The opening of the DLR connection across the Thames to Woolwich had at least one consequence which surprised even TFL.  It had been forecast that the connection would enable Woolwich people to access jobs etc. north of the Thames but no one had foreseen the surge in shoppers from Canning Town and Beckton taking advantage of accessible local shopping in Woolwich!

Never before in history had people in Canning Town and Beckton been easily and cheaply able to reach Woolwich just a mile or two away. It’s an amazingly graphic illustration of what being able to cross a river can do for the people and their local economies. 

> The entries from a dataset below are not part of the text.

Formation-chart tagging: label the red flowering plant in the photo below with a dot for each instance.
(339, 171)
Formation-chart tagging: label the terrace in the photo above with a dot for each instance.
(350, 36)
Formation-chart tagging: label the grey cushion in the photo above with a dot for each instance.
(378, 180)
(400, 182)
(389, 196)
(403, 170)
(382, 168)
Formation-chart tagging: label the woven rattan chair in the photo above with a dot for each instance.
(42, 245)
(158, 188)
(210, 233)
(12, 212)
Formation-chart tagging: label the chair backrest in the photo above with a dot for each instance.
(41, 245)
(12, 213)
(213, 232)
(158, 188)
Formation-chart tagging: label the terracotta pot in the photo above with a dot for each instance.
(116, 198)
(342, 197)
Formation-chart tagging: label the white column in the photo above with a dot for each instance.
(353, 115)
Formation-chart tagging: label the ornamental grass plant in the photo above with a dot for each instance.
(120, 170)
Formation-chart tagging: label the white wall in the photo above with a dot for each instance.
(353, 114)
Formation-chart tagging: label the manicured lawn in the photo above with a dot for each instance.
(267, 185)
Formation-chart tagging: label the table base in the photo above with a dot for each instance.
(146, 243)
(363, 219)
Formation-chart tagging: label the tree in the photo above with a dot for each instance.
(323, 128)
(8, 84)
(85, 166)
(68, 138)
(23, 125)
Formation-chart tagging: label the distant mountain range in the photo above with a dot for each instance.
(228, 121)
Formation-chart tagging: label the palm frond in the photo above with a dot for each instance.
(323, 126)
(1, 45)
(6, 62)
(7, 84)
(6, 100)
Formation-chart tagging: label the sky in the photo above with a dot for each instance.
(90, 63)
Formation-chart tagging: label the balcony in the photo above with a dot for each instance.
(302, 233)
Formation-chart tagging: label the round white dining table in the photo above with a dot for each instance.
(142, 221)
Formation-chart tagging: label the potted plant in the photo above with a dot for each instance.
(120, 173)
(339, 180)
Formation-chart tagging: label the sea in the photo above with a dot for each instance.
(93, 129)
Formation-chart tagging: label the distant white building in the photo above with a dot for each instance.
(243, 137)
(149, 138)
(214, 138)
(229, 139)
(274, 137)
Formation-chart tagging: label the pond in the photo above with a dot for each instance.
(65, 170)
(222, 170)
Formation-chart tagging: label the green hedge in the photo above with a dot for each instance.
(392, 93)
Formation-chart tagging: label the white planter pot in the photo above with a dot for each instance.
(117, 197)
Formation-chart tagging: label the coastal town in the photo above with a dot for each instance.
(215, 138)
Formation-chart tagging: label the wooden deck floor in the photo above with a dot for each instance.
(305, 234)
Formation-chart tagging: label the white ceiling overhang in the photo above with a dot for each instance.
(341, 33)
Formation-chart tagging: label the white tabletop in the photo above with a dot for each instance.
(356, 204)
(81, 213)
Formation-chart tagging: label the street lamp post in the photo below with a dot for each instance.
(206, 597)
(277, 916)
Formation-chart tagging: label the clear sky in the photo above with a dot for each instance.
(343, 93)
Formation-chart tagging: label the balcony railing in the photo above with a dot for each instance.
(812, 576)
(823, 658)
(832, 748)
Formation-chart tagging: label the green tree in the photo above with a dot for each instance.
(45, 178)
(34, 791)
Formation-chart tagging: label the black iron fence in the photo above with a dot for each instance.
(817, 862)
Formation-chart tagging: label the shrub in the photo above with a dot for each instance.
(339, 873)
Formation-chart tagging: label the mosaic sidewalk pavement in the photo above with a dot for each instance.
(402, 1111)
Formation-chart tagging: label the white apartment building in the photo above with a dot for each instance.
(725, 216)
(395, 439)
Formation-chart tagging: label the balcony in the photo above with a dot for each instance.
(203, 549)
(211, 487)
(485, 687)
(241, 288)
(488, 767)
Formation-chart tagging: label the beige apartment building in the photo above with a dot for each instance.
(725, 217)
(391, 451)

There are 19 vehicular bridges and 6 footbridges west of Tower Bridge between London Bridge and Hampton Court; on the other hand East London makes do with 2 substandard tunnels (Blackwall and Rotherhithe), 2 foot tunnels and an ageing ferry shortly to be pensioned off.

You could say that in this respect the riparian residents of London east of Tower Bridge are hugely disadvantaged compared to their west-of-Tower-Bridge compatriots.  On its own such a disjunction would probably be something they could live with but it isn’t. These same bridgeless London residents (who make their contribution through taxes to all those bridges they don’t use) are far more likely to live in poor environments, live shorter unhealthier lives, be out of work or, if in work, less well paid. 

All this seems rather unfair! It’s been unfair for centuries; so much so that we could be forgiven for thinking that east of Tower Bridge the community doesn’t need the same facilities and life chances. 

But seismic changes are underway; the population is growing and becoming richer; the financial and business centre of London is moving East; property values are rising as demand in London outstrips supply. 

Heavens above! We are going to need those bridges so that all these new East London professionals can be unimpeded in their travel arrangements; “people like us” need facilities like ours. The bridges will come.

But what about the people whose families have for centuries been cut off from Londoners on the other side of the river? That’s easy, rising housing prices and lowering benefits mean that many of them will no longer be living by the Thames, they simply can’t afford to.